João Gonçalves 7 Jun 14

 

As declarações do Presidente da República sobre os "agentes políticos" (não imagino o que é que ele imagina que é) e sobre o "estado da arte" a que ele preside como se fosse intangível, revelam que o Doutor Cavaco não vê a hora de chegar aquele salvífico momento, fixado na Constituição, a partir do qual um Chefe de Estado em final de mandato fica inibido de poder praticar certos actos. Mas existe pelo menos um a que não se poderá furtar, o de ainda dar posse a um governo que suceda ao actual, com ou sem a previsibilidade (uma palavra que tanto aprecia) do calendário eleitoral. E, ironia das ironias, com tantas cautelas e "palavras" acumuladas para nada, o Doutor Cavaco pode bem vir a ser "obrigado" a empossar a declinação 2014-2015 do PS de 2011 - que o execra sem dó nem piedade - e relativamente ao qual foi bem claro no discurso de retoma de mandato. Porque, como escreve Ana Sá Lopes, «não deixa de espantar esta onda de sebastianismo a crescer à volta de António Costa, que junta gente muito muito à esquerda do PS com gente muito, mas muito à direita do PS, numa salada de frutas inesperada. Uns acreditam que Costa será o homem que fará a ponte à esquerda (com os exemplos de Roseta e Sá Fernandes em Lisboa).

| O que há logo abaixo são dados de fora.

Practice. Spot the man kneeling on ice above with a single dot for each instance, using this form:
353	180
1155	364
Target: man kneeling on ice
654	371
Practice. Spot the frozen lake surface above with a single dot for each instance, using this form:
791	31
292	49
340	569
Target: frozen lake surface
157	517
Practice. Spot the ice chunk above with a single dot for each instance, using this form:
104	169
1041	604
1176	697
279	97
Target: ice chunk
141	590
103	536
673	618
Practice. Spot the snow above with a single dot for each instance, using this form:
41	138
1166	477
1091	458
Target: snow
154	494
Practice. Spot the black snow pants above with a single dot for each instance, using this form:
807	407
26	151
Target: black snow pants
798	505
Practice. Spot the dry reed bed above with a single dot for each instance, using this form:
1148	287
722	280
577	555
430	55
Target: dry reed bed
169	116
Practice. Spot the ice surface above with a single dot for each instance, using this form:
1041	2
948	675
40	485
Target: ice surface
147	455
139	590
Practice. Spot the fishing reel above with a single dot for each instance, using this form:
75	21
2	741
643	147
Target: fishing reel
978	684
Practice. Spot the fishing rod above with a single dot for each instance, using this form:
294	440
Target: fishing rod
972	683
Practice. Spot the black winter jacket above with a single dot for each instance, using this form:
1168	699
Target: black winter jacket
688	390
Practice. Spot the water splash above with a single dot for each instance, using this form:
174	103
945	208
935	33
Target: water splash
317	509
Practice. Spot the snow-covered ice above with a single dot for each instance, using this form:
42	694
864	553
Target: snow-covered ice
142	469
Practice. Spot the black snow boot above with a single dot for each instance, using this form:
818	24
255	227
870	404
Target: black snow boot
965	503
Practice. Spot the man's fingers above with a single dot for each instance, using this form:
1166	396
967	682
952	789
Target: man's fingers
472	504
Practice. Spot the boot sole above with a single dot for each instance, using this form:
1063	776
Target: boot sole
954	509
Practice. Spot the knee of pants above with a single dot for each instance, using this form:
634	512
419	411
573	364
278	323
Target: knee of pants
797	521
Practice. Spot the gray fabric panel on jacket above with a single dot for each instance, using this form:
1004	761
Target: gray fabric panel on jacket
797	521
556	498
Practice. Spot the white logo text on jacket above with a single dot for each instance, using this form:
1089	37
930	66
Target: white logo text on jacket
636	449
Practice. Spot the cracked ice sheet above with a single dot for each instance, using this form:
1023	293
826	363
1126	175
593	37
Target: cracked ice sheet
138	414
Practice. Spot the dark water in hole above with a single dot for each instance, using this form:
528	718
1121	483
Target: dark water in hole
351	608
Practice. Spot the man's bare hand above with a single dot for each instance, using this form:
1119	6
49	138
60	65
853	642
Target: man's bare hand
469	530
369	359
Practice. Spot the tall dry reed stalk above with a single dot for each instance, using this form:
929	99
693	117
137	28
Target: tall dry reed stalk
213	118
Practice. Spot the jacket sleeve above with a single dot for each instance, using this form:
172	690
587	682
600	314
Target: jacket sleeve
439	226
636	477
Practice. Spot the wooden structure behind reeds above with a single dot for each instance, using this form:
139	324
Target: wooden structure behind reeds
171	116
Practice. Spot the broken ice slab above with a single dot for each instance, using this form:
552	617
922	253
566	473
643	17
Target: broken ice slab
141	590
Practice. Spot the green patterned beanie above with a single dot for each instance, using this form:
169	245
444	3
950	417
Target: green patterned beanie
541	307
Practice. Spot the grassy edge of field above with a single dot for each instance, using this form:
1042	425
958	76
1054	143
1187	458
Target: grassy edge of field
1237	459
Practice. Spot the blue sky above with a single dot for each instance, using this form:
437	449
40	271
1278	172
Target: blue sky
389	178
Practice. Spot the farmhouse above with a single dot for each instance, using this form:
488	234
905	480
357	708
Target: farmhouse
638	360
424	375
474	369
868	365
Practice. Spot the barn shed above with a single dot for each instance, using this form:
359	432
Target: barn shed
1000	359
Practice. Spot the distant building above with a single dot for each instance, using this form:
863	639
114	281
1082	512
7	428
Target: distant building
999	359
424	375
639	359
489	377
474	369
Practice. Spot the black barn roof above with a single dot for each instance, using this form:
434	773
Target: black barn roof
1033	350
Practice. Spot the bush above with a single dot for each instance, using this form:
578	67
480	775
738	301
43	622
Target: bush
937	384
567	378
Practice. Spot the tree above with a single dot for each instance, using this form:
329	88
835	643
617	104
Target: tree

Outros que fará o bloco central com Rui Rio ou com alguém do PSD que não se chame Coelho. Outros ainda que "a abrangência" fará o PS conquistar num ápice a maioria absoluta. António Costa está a ser santificado na praça pública: o Messias está a chegar ao Largo do Rato. Convinha que se discutisse política. Retirando a saudação à herança Sócrates e uma avaliação mais correcta das origens da crise, Costa não disse nada que ficasse no ouvido. Mas parece que a sedução chega.» Deixe-se, pois, estar im-pressionável, Doutor Cavaco. Depois não se queixe.